Wow! I was sure he was only 6'5''.


----------



## GOD (Jun 22, 2003)

*Re: Predraft Measurements*

I'm interested in finding out all the other stats like reach, wing span, vert, etc. Where do I find that info?


----------



## GOD (Jun 22, 2003)

*Re: Predraft Measurements*



LameR said:


> Wow! I was sure he was only 6'5''.


Thats only 1.5 inches less then Morrison so Height really is no longer a good argument, especially considering that Roy is has a good wing-span (I think, just from watching him) and he is more athletic. I would still rather have Morrison then Roy because we need a shooter but I can really see why some might want Roy.


----------



## Ed O (Dec 30, 2002)

*Re: Predraft Measurements*

No huge surprises, but of course thanks for posting kmurph.
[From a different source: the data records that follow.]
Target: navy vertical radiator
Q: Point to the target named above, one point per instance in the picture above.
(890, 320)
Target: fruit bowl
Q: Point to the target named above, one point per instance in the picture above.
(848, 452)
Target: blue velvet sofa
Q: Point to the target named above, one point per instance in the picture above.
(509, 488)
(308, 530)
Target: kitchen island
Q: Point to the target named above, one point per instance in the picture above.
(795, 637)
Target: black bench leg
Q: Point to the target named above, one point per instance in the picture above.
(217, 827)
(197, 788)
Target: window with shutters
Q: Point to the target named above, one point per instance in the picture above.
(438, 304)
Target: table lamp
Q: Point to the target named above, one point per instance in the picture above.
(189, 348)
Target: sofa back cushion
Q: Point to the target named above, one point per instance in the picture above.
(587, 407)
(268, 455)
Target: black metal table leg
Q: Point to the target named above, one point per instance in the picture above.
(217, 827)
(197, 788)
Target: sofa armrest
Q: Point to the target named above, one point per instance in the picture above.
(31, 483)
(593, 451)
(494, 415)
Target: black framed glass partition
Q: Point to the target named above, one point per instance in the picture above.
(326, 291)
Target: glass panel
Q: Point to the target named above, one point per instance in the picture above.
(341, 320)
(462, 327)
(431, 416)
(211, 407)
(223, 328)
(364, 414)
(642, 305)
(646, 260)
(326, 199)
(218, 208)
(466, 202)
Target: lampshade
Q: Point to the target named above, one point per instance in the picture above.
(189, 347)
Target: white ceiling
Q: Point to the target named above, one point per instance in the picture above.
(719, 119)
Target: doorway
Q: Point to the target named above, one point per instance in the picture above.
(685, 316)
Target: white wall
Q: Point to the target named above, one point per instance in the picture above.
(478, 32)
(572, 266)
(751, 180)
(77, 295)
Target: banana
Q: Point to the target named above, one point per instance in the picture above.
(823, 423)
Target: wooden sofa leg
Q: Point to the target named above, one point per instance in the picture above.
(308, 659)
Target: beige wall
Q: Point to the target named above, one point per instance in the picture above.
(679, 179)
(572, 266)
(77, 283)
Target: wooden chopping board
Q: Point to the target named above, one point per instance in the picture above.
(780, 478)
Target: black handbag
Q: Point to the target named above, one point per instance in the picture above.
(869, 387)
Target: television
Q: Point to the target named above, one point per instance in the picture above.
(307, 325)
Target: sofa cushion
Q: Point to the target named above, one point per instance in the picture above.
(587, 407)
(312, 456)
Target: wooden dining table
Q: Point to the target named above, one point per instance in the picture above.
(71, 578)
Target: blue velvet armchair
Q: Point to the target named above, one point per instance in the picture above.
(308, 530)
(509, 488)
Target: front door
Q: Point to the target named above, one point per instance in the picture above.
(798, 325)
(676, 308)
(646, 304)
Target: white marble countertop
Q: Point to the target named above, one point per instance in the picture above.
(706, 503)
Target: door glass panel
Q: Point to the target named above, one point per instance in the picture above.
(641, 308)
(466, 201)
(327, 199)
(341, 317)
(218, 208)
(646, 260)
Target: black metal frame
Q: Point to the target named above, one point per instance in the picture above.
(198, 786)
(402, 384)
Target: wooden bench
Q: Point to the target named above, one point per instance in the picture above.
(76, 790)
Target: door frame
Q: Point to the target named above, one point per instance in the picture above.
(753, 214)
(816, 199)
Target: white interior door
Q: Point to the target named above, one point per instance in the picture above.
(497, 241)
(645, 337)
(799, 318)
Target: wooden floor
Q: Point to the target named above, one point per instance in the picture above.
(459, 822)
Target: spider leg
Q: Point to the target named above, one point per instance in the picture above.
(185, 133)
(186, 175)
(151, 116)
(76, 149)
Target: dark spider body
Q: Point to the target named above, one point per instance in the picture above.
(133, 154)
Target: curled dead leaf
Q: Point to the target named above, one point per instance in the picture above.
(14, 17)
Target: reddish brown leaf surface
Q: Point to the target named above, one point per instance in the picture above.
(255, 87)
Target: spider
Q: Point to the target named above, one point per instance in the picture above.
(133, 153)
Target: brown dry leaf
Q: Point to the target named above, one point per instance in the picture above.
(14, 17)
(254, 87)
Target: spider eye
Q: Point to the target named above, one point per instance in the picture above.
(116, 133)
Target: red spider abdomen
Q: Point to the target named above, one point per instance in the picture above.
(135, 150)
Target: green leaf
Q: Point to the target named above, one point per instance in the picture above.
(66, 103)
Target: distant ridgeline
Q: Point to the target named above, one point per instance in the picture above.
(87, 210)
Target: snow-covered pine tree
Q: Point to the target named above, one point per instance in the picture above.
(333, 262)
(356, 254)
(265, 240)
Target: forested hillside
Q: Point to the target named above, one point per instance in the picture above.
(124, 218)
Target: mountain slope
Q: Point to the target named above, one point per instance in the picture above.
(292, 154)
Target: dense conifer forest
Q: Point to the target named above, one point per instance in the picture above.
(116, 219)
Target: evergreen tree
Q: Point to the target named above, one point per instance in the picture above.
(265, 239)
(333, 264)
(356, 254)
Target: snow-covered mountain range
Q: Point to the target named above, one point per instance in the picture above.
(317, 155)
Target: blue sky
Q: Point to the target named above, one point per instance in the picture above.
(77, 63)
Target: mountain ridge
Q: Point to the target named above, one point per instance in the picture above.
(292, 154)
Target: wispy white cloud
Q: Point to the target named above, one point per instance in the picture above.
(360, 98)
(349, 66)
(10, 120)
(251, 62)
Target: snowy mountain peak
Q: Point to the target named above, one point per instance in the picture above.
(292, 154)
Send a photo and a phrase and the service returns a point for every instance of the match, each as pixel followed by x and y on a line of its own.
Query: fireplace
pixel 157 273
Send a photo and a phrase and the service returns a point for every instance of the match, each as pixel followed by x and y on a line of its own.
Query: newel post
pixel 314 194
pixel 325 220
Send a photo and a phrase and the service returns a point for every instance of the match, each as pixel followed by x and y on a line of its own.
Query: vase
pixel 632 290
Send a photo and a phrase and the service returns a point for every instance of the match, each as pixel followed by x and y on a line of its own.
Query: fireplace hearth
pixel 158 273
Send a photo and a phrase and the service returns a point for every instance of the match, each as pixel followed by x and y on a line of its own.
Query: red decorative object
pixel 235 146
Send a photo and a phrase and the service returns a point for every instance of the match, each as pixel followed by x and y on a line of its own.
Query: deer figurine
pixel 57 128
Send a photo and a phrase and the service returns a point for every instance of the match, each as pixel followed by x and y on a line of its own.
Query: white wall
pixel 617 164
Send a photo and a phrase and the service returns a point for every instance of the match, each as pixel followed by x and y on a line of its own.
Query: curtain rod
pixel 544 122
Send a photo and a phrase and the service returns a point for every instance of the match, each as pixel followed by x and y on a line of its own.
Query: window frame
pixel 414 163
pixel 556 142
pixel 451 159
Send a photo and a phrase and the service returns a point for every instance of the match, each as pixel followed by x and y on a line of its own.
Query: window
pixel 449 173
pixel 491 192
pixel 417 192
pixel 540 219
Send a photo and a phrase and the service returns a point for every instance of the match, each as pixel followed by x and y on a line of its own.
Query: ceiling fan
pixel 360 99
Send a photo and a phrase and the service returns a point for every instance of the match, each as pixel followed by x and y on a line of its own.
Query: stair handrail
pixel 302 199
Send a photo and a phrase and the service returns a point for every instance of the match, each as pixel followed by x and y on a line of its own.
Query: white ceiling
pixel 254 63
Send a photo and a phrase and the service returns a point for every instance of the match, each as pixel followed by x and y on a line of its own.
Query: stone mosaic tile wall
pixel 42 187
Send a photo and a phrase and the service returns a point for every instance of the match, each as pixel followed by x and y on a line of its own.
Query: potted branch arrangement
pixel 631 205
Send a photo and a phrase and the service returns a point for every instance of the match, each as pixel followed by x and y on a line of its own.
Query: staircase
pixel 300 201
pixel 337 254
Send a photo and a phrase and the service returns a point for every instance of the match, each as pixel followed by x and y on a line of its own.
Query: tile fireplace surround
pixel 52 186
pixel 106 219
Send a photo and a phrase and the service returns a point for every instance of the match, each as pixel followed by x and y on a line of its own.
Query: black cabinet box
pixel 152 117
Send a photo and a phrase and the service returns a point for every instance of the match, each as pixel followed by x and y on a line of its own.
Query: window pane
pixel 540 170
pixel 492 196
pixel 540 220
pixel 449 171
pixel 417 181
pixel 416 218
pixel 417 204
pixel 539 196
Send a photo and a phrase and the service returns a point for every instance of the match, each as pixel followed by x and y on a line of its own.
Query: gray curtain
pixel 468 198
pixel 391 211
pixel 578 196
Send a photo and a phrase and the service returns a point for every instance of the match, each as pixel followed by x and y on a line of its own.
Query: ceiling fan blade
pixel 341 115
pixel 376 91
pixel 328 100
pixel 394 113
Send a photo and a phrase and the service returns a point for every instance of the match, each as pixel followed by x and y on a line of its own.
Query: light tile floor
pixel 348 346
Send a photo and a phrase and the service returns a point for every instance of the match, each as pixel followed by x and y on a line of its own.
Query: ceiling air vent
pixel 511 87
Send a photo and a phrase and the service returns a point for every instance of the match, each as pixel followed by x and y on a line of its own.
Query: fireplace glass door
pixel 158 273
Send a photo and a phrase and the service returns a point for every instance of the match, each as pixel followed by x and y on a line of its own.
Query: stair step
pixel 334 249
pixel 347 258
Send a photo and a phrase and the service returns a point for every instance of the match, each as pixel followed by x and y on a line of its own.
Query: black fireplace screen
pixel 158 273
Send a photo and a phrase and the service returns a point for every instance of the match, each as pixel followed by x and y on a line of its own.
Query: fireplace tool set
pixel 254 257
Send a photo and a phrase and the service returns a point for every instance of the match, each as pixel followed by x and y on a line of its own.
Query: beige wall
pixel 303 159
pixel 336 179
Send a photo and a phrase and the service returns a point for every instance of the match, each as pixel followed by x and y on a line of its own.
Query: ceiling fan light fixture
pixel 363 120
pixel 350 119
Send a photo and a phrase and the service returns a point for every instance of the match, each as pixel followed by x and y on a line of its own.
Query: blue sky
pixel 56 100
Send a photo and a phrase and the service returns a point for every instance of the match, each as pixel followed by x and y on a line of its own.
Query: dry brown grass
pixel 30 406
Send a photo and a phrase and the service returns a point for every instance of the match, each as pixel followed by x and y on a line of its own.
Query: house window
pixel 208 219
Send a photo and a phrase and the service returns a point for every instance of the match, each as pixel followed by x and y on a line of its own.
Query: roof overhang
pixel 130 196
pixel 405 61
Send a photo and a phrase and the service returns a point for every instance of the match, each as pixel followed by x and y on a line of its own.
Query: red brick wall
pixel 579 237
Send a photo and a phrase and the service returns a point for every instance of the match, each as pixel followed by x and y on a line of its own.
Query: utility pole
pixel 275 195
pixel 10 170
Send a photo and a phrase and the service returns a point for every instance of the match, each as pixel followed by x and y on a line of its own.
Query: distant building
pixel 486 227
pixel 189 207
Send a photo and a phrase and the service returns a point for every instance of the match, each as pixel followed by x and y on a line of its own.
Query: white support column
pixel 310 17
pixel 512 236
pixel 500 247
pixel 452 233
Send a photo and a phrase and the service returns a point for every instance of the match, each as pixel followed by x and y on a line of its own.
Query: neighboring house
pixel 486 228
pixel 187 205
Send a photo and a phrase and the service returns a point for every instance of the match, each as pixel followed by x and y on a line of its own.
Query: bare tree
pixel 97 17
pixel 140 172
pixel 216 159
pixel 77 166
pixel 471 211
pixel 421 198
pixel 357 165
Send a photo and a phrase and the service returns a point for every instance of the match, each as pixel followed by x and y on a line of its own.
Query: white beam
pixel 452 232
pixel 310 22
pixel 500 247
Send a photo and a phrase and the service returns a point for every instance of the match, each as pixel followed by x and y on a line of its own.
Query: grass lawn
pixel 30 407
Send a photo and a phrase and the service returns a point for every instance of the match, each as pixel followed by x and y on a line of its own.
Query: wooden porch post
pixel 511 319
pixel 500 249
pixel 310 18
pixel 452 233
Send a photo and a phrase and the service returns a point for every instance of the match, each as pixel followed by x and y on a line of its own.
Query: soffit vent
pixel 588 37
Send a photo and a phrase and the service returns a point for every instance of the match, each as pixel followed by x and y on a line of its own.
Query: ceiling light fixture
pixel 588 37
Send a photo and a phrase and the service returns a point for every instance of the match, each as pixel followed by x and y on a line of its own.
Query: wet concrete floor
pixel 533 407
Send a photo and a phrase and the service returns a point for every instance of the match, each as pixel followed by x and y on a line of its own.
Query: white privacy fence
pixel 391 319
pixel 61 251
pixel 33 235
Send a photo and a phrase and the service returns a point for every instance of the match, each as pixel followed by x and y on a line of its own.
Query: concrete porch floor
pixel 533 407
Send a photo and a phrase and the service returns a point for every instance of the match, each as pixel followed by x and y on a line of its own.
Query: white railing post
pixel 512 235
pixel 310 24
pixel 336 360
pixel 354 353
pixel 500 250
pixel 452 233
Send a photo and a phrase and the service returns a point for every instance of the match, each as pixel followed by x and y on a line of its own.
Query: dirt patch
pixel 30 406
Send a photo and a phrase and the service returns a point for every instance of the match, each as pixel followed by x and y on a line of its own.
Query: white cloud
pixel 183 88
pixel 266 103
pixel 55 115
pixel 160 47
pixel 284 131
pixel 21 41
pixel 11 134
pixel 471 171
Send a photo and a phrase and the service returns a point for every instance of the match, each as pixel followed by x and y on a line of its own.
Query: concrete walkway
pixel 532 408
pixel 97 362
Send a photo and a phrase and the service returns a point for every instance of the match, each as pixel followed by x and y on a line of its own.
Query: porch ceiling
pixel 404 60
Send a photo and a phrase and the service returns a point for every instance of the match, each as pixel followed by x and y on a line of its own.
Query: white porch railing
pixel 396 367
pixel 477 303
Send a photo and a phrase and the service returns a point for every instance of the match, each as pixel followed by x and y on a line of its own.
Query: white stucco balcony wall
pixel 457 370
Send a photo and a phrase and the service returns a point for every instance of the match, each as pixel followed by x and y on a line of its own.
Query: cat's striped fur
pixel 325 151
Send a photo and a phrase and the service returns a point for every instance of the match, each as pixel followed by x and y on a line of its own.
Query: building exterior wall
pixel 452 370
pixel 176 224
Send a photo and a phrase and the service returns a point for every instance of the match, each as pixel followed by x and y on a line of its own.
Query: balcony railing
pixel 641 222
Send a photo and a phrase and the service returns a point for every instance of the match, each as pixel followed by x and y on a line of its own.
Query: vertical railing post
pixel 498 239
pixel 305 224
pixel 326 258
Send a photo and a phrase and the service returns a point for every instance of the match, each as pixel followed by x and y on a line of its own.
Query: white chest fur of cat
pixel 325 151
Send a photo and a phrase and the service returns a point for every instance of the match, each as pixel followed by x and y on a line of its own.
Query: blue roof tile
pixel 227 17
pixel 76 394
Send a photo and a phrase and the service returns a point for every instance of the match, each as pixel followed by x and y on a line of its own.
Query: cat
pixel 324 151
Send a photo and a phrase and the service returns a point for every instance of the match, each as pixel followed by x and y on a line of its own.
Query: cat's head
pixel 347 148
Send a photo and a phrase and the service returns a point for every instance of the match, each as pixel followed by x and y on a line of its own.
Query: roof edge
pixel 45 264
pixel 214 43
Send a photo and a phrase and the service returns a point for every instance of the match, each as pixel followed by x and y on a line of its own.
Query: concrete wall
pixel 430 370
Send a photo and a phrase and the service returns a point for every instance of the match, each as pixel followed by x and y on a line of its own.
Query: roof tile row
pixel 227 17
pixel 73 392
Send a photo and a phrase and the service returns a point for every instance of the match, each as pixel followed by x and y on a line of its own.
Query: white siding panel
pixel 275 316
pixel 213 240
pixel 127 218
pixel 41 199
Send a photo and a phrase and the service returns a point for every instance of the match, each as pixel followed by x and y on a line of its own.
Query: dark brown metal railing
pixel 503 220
Roy's size is better than I'd feared.

Thomas's size pushes him into the future small forward category... and I keep thinking more and more of Shawn Marion when I think about Tyrus nowadays.

Aldridge can just about be listed as a 7 footer now (rather than the 6'10" that ESPN Insider and others had him at), but he must be disappointed that his "heart" didn't show up at the measurement session. Poor guy.

Ed O.


----------



## Reep (Jun 4, 2003)

*Re: Predraft Measurements*

Thomas ending up at 6'8" doesn't shock me as his agent has been positioning him as a SF. My guess is that he is out of the top 4, at least.

Most of the rest were surprising as being taller than expected. Aldridge 6'11"+, Roy 6'6"+


----------



## mediocre man (Feb 24, 2004)

*Re: Predraft Measurements*

Morrison isn't as tall as i thought. That really surprised me. Roy is tall enough, but I'd still rather have Morrison's fire


----------



## Utherhimo (Feb 20, 2005)

*Re: Predraft Measurements*

no measurements for bargnani or the other euros?


----------



## italianBBlover (Mar 5, 2003)

*Re: Predraft Measurements*



Utherhimo said:


> no measurements for bargnani or the other euros?


Andrea is 6-11 without shoes


----------



## Kmurph (May 7, 2003)

*Re: Predraft Measurements*



> but he must be disappointed that his "heart" didn't show up at the measurement session. Poor guy.


:rofl:

good one Ed...


----------



## Verro (Jul 4, 2005)

*Re: Predraft Measurements*



italianBBlover said:


> Andrea is 6-11 without shoes



A full inch taller than Aldridge...


----------



## Reep (Jun 4, 2003)

*Re: Predraft Measurements*



Verro said:


> A full inch taller than Aldridge...


Yes, but that is kind of apples and oranges. Aldridge is a 4/5 who can rebound. Bargnani, is a 3/4 scorer with very limited rebounding skills. I wouldn't mind either of them on the team, but they would take on very different roles.


----------



## BBert (Dec 30, 2004)

*Re: Predraft Measurements*

I feel better knowing Roy is 6'6". I thought I read he was 6'4"? I'd definitely take Rudy over Thomas, considering they are both SFs. And Aldridge definitely needs to beef up for the NBA.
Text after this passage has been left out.